Of course, moving to a data-driven society will be a challenge. In a world of unlimited data, even the scientific method as we typically use it no longer works: there are so many potential connections that our standard statistical tools often generate nonsense results. The standard scientific approach gives us good results when the hypothesis is clear and the data are designed to answer the question. But in the messy complexity of large-scale social systems, there are often thousands of reasonable hypotheses; it is impossible to tune the data to all of them at once. So in this new era, we will need to manage our society in a new way. We have to begin testing connections in the real world far earlier and more frequently than we ever have before. We need to construct “living labs” in which we can test our ideas for building data-driven societies.

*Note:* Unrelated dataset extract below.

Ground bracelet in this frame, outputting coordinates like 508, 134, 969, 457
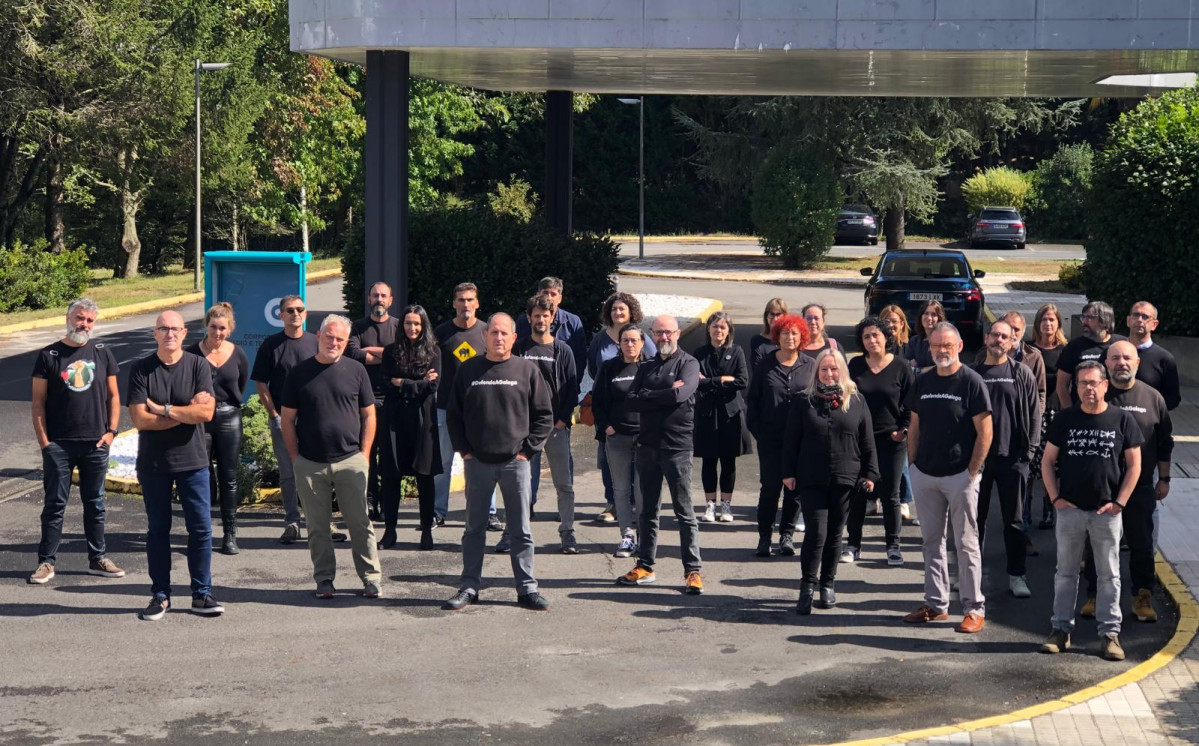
1051, 496, 1065, 504
1159, 476, 1171, 483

One example of a living lab is the open-data city we just launched in Trento, Italy, with cooperation from the city government, Telecom Italia, Telefónica, the research university Fondazione Bruno Kessler and the Institute for Data Driven Design. The goal of this project is to promote greater idea flow within Trento. Software tools such as our openPDS (Personal Data Store) system, which implements the New Deal on Data, makes it safe for individuals to share personal data (such as health details or facts about their children) by controlling where their information goes and what is done with it. For example, one openPDS application encourages the sharing of best practices among families with young children. How do other families spend their money? How much do they get out and socialize? Which preschools or doctors do people stay with for the longest time? Once the individual gives permission, such data can be collected, anonymized and shared with other young families via openPDS safely and automatically.

We believe that experiments like the one we are carrying out in Trento will show that the potential rewards of a data-driven society are worth the effort—and the risk. Imagine: we could predict and mitigate financial crashes, detect and prevent infectious disease, use our natural resources wisely and encourage creativity to flourish. This fantasy could quickly become a reality—our reality, if we navigate the pitfalls carefully.